Addressing reporters on the sidelines of the sixth edition of ‘Beacon 2012,' a meet on business ethics hosted by the Loyola Institute of Business Administration, Ms. Natarajan said that the report of the study, commissioned a couple of days ago, would be submitted in three months.

The study was commissioned against the backdrop of a previous study finding that the electromagnetic radiation from these communication towers affected bees very badly and reports of adverse effect on scavenger birds in certain parts of Orissa, the Minister said.

“We're now worried that the radiation on a particular wavelength will have a deleterious effect on the avian population. This is what prompted the study.”

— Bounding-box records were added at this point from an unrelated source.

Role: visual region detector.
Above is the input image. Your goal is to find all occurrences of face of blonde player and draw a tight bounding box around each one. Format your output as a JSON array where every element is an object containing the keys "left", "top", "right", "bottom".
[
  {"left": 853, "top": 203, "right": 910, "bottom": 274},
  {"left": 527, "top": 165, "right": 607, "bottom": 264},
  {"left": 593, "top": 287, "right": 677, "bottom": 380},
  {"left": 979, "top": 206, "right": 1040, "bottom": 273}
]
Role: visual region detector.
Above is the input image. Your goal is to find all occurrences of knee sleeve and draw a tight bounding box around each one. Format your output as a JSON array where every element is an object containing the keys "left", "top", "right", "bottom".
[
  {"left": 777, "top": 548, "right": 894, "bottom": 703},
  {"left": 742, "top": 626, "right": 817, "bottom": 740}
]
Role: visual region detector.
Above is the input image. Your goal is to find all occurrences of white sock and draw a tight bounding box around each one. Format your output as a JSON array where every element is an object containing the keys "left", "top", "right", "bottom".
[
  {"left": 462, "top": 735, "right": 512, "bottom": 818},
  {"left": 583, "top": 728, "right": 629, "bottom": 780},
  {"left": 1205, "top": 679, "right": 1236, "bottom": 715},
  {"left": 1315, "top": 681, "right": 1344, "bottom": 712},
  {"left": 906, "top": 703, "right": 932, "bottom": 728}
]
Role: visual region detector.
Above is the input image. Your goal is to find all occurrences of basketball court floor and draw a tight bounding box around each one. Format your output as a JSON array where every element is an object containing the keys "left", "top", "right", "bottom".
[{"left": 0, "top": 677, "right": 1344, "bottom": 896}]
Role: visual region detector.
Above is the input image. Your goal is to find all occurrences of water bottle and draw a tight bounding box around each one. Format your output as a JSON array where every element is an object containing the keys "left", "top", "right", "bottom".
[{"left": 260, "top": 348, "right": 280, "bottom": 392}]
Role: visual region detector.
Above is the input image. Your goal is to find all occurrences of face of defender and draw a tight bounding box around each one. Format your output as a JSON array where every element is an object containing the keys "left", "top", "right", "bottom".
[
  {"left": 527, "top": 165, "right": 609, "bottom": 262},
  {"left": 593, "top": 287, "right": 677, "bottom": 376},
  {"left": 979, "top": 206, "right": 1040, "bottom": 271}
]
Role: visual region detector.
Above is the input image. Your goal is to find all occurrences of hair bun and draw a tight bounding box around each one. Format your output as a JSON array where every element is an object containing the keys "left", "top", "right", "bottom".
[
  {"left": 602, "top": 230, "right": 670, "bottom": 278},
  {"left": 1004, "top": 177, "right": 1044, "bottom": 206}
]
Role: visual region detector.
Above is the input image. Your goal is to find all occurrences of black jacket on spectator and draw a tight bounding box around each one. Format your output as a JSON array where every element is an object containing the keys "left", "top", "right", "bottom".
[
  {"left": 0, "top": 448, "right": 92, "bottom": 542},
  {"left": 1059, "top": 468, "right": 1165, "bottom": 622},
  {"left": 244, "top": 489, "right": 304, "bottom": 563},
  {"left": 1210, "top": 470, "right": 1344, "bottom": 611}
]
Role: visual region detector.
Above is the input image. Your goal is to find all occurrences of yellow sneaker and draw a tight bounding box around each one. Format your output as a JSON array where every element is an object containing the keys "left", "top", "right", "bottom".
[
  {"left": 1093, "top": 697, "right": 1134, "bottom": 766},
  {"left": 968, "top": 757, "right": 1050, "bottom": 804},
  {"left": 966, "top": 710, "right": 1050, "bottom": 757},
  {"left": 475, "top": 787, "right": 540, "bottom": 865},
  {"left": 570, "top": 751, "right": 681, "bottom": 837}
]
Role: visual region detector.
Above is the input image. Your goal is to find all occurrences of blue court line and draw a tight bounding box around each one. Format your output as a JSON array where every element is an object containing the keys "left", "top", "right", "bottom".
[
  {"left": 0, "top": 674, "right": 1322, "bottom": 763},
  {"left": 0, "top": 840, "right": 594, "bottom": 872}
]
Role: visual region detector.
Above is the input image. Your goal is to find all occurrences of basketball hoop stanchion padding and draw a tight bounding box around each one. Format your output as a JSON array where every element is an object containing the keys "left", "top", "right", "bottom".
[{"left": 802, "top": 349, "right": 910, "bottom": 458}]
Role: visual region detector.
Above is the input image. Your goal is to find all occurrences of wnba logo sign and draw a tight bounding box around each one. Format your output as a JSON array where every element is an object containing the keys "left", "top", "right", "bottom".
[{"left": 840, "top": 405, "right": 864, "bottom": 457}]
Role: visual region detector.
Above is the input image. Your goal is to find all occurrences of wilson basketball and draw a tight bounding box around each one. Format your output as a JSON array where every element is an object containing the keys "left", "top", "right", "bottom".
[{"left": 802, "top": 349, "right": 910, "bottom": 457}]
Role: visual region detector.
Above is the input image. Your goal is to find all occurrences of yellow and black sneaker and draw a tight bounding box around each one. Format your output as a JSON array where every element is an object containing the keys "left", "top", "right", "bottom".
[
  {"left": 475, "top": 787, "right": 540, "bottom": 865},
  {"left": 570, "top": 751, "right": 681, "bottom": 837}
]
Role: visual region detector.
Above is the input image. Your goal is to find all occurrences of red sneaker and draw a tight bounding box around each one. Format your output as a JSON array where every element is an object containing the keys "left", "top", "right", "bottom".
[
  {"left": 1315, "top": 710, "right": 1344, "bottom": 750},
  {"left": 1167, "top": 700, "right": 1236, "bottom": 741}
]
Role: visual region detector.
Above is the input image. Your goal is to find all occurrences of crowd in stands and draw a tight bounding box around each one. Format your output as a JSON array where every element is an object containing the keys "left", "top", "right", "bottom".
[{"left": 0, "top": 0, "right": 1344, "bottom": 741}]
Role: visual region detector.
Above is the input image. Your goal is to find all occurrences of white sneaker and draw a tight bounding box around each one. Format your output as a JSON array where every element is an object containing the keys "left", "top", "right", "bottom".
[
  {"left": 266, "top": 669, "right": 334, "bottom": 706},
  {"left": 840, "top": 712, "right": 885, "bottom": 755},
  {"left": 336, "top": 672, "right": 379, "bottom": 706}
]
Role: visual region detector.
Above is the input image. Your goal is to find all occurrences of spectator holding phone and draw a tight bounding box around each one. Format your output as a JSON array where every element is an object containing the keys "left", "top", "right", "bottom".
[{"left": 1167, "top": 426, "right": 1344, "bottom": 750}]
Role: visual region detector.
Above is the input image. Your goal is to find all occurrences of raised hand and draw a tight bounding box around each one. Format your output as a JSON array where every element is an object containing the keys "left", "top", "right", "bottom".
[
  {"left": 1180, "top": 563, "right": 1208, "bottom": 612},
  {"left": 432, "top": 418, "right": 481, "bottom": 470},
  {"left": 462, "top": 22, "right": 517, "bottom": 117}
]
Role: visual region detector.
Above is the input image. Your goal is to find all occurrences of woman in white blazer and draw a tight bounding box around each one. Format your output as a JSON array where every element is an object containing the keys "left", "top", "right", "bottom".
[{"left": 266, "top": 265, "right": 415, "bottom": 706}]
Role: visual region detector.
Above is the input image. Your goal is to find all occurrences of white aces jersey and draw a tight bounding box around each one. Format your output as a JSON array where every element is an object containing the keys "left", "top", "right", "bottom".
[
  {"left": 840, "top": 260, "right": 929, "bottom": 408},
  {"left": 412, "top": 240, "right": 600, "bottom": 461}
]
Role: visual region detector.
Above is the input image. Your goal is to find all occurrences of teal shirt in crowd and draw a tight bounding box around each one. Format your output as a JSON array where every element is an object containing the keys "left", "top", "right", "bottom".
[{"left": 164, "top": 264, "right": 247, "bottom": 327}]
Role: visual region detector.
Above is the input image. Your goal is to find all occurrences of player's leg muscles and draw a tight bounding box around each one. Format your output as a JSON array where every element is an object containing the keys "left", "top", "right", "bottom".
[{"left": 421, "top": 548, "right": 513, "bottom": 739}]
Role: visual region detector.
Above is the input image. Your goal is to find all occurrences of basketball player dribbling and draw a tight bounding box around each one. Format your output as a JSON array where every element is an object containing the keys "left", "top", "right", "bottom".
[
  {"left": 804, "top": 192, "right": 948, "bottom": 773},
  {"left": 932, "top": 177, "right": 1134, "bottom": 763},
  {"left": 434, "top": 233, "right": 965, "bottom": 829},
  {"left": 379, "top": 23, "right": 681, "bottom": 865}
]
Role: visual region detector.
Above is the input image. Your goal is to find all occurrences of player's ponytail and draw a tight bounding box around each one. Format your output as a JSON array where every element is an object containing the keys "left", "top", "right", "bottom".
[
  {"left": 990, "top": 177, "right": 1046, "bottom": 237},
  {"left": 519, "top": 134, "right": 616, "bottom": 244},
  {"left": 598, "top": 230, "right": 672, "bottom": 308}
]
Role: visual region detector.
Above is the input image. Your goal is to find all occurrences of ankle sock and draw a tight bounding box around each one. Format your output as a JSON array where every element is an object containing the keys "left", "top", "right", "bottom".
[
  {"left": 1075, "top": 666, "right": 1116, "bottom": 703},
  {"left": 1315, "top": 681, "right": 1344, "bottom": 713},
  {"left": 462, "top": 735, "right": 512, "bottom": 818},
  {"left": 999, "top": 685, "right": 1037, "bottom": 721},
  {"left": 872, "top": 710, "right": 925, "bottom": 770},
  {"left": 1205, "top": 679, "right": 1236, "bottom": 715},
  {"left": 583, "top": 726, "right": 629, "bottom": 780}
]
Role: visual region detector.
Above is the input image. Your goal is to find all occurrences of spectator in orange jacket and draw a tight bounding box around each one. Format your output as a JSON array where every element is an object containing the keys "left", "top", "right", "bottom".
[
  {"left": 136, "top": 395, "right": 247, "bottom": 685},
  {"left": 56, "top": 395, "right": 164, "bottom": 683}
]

The Ministry would write to the Telecom Ministry suggesting a mechanism, a task force, perhaps – to monitor radiation from mobile towers, the Minister said.

On the controversy over Dow Chemicals being a sponsor at the London Olympics, Ms. Natarajan said: “I strongly feel as an Indian that somebody who has been responsible for such a tremendous environmental disaster in this country should not be sponsoring the Olympics.”

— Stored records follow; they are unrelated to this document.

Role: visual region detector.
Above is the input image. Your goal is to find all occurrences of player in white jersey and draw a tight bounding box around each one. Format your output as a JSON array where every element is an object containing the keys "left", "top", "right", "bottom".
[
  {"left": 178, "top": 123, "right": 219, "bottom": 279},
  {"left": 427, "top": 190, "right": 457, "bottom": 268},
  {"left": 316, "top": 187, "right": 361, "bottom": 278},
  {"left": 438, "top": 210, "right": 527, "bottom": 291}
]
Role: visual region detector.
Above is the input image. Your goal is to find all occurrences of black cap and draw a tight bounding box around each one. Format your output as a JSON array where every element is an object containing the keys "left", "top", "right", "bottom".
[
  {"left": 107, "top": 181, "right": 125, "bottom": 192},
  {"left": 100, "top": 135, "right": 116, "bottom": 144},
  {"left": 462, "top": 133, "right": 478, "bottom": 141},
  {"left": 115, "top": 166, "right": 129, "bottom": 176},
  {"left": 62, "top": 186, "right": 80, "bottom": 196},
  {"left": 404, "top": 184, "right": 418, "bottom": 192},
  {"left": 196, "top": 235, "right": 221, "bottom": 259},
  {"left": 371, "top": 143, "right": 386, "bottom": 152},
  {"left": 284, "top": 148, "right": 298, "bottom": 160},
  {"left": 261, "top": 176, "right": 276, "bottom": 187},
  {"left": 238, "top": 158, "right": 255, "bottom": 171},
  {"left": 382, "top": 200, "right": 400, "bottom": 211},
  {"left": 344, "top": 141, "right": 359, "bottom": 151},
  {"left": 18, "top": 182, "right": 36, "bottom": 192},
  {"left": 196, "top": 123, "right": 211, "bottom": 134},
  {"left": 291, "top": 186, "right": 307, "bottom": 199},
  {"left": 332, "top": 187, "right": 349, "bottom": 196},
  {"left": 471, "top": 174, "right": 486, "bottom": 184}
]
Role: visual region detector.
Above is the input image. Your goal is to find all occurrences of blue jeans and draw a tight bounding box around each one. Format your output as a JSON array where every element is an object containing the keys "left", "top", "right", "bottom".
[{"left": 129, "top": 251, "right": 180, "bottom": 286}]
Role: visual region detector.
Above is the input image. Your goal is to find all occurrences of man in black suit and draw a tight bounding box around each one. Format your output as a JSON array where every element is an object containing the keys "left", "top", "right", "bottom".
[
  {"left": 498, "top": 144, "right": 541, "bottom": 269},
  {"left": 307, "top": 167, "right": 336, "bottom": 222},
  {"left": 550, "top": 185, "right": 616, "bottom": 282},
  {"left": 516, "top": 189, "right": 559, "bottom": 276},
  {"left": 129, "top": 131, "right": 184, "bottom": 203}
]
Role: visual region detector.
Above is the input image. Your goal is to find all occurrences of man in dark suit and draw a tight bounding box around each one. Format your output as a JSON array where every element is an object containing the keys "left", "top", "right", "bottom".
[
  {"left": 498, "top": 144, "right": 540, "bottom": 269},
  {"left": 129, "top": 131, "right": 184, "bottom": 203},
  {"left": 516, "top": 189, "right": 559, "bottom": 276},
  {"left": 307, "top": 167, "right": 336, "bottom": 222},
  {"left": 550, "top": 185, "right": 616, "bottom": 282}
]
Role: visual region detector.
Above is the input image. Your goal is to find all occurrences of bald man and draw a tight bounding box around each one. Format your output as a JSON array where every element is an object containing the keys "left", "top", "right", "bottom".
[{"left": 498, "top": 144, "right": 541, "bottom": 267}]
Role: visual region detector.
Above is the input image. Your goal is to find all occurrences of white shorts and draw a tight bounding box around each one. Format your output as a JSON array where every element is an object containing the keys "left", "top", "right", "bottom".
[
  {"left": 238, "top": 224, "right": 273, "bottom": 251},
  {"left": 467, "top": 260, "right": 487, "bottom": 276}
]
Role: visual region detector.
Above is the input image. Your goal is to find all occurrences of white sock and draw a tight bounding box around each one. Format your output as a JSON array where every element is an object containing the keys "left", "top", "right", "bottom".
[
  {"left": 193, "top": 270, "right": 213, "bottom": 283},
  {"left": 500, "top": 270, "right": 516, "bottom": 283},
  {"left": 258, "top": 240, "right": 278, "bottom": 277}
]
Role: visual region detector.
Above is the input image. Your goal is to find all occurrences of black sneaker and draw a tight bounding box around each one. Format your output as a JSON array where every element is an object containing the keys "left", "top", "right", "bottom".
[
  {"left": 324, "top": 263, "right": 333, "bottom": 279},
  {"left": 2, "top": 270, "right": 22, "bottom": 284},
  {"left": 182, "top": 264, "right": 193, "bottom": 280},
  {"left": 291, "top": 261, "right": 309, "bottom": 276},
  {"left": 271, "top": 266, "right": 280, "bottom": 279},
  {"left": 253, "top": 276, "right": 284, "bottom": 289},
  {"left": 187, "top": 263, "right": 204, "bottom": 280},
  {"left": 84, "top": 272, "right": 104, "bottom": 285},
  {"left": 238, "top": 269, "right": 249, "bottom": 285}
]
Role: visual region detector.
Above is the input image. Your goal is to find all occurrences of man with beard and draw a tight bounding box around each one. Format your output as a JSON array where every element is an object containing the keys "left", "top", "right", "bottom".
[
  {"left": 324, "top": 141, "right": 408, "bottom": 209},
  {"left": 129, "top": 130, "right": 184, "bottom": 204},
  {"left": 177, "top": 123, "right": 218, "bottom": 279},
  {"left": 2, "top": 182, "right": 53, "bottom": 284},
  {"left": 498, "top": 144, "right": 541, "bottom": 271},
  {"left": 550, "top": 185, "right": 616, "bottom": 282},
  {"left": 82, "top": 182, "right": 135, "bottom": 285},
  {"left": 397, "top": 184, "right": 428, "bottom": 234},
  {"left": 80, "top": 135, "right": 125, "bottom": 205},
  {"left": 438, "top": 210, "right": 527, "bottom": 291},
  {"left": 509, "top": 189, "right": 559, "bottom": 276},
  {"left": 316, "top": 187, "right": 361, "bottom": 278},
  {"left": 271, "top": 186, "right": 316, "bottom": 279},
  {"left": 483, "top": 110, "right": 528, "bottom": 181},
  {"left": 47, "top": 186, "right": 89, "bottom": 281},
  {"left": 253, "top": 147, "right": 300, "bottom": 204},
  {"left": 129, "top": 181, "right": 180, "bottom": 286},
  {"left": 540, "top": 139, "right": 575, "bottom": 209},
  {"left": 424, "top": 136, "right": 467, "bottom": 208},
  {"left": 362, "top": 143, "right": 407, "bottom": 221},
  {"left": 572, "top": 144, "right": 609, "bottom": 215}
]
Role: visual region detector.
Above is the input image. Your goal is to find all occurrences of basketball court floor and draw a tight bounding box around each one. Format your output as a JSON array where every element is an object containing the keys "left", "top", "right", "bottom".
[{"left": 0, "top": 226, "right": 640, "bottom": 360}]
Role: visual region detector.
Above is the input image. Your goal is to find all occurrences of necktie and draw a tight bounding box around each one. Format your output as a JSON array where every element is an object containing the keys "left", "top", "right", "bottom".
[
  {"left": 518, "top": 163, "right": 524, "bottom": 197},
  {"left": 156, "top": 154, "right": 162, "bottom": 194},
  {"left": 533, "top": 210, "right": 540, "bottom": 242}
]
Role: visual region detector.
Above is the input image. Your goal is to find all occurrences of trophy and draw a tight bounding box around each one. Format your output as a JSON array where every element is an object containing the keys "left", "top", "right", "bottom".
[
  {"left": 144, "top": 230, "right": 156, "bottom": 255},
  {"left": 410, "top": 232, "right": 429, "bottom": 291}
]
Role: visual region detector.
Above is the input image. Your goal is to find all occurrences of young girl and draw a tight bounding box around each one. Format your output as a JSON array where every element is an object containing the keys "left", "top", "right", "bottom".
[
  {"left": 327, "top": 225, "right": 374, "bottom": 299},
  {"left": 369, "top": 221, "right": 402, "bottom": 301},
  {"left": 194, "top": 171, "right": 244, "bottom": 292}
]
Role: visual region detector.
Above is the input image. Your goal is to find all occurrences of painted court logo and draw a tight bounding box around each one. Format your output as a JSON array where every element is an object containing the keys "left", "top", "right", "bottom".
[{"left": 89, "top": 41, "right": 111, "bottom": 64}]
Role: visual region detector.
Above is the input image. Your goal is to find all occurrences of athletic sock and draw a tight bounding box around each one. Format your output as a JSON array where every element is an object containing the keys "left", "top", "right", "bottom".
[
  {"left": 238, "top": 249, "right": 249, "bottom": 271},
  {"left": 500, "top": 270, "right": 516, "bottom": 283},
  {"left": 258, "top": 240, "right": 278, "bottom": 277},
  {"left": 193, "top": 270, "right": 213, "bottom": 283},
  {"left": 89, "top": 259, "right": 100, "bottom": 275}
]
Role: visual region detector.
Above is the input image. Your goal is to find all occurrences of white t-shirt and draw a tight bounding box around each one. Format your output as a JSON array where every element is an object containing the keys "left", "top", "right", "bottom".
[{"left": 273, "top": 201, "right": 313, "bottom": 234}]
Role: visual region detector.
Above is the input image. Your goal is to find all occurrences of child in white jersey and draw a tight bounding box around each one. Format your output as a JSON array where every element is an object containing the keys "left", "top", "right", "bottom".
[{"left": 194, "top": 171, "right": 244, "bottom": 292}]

Earlier, addressing the LIBA meet, Ms. Natarajan urged the business fraternity to adopt a Corporate Social and Environmental Responsibility in place of the CSR and said the Ministry was moving towards a system of self-regulation and self-monitoring.

While hailing the Indian corporate sector for being supportive of environment protection, Ms. Natarajan said there was much more to be done apart from adopting the path of self-regulation.

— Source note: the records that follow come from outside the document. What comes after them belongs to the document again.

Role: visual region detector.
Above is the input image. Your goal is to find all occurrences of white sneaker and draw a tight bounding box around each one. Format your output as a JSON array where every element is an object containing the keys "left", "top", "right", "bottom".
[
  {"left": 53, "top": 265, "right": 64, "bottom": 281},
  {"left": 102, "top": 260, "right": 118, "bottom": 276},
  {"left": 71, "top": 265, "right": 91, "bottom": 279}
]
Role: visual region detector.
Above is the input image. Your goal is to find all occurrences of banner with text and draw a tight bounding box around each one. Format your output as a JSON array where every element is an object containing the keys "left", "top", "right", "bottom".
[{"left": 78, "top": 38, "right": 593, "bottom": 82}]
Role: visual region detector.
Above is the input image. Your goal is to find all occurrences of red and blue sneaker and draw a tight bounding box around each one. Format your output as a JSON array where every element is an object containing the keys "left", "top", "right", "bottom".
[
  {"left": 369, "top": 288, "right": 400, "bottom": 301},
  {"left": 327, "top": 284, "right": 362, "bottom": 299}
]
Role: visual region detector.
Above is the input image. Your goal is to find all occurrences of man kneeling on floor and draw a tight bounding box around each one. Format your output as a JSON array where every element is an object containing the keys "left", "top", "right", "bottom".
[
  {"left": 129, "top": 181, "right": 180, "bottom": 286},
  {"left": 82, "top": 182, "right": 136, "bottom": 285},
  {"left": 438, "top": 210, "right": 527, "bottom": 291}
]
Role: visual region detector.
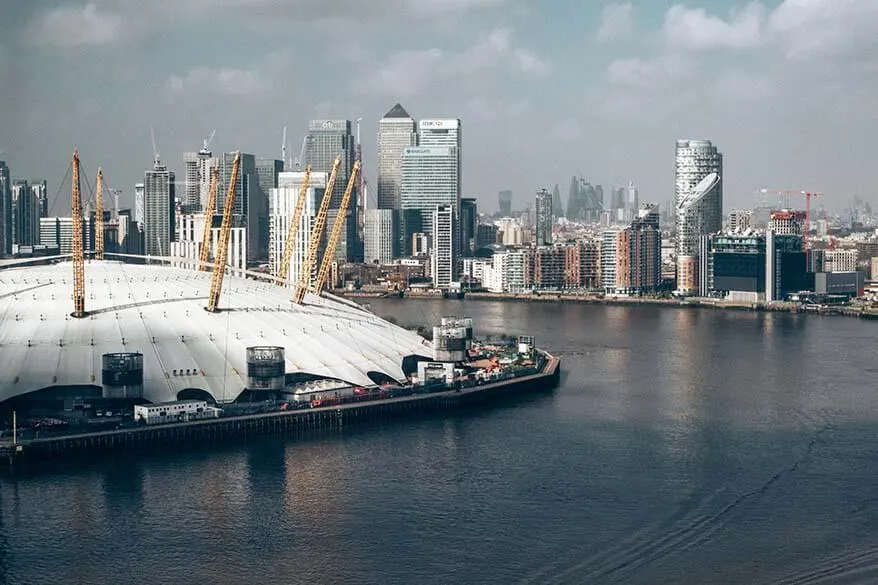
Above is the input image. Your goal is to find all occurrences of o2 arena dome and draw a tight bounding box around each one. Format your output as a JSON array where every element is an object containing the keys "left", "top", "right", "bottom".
[{"left": 0, "top": 260, "right": 432, "bottom": 404}]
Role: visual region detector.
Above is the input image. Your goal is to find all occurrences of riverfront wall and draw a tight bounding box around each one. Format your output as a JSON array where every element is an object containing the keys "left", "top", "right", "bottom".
[{"left": 0, "top": 356, "right": 561, "bottom": 465}]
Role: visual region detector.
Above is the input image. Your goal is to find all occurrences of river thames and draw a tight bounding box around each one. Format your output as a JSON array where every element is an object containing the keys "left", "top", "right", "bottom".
[{"left": 0, "top": 300, "right": 878, "bottom": 585}]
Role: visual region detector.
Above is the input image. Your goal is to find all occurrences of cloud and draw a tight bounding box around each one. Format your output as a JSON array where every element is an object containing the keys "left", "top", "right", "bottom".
[
  {"left": 597, "top": 2, "right": 634, "bottom": 42},
  {"left": 354, "top": 28, "right": 551, "bottom": 97},
  {"left": 460, "top": 28, "right": 551, "bottom": 76},
  {"left": 407, "top": 0, "right": 507, "bottom": 16},
  {"left": 549, "top": 118, "right": 583, "bottom": 142},
  {"left": 663, "top": 2, "right": 766, "bottom": 51},
  {"left": 607, "top": 53, "right": 694, "bottom": 88},
  {"left": 25, "top": 4, "right": 128, "bottom": 47},
  {"left": 355, "top": 49, "right": 444, "bottom": 97},
  {"left": 166, "top": 67, "right": 271, "bottom": 98},
  {"left": 465, "top": 96, "right": 530, "bottom": 120},
  {"left": 768, "top": 0, "right": 878, "bottom": 60}
]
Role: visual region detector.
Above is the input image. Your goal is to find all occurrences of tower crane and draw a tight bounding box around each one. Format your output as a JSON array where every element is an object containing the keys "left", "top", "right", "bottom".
[
  {"left": 760, "top": 189, "right": 823, "bottom": 252},
  {"left": 205, "top": 152, "right": 241, "bottom": 313},
  {"left": 95, "top": 167, "right": 104, "bottom": 260},
  {"left": 198, "top": 167, "right": 219, "bottom": 272},
  {"left": 70, "top": 150, "right": 85, "bottom": 319},
  {"left": 293, "top": 156, "right": 341, "bottom": 305},
  {"left": 277, "top": 165, "right": 311, "bottom": 286},
  {"left": 314, "top": 161, "right": 360, "bottom": 295},
  {"left": 294, "top": 135, "right": 308, "bottom": 171}
]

The Ministry proposed to introduce 24/7 pollution monitoring by industries and posting outcomes on the website to provide a greater degree of transparency and also push for stiffer penalties on violators of environment laws.

Climate change

Reiterating the Indian position on climate change, Ms. Natarajan categorically stated that a green economy could not be equated with green protectionism, and countries that polluted the environment for the last 150 years had to pay for it while India's right to grow and develop could never be bartered away.

Biggest gain

The biggest gain from the Durban climate change summit apart from the extension of the Kyoto Protocol – still the only rules-based international instrument that made it binding on some developed countries to undertake emission cuts and emission reductions in accordance with the principle of common but differentiated responsibility – was that “the Durban Platform was concluded under the United Nations Convention on Climate Change and the convention makes it absolutely clear and applicable to all parties that equity is at the heart of any action and any agreement on climate change.”

Reducing emissions

Citing a Stockholm Institute study to press the case that the US and other Western nations “continued to cause pollution,” despite their commitments, Ms. Natarajan said India was, on the contrary, doing a great deal through its National Action Plan on Climate Change. “We have voluntarily offered internationally that by 2020, we will reduce the intensity of our energy emissions by 20-25 per cent.”

P. Murari, Adviser to the president, Federation of Indian Chambers of Commerce and Industry, Fr. Christie, LIBA Director and Fr. Emmanuel Arockiam, Dean also participated.